Hanns Zischler mit dem Preis der Literaturhäuser ausgezeichnet

Der Berliner Schriftsteller und Schauspieler Hanns Zischler wurde auf der Leipziger Buchmesse mit dem diesjährigen Preis der Literaturhäuser ausgezeichnet. Geehrt wird Zischler als einen Autor, der sich in besonderem Maße um das Gelingen von Literaturveranstaltungen verdient gemacht hat.

„In vielen unserer Häuser hat Hanns Zischler Texte anderer Autoren gelesen und unserem Publikum vorgeführt, wie anders sich Literatur anhört, wenn der Lesende bis ins kleinste Detail mit dem Inhalt dessen vertraut ist, das er ja ‚nur‘ durch seine Stimme zum Sprechen bringen müsste.
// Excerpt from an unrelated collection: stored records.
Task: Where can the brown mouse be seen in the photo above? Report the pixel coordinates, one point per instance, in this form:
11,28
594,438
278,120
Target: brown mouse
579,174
Aber er hat auch über Literatur, über Schriftsteller, Dichter und Filme so gesprochen, wie es einer tut, der von seinen alltäglichen Leidenschaften spricht“ so die Begründung der Jury.

Mit seinen kulturhistorischen Büchern verstehe es Zischler „in vorzüglicher Weise, konzentriert, ruhig, extrem kenntnisreich und in anschaulicher Prosa Sachverhalte darzustellen, deren komplexe Natur er sich in akribischer Forschungstätigkeit angeeignet hat.“ Zuletzt erschien 2013 Berlin ist zu groß für Berlin (Galiani).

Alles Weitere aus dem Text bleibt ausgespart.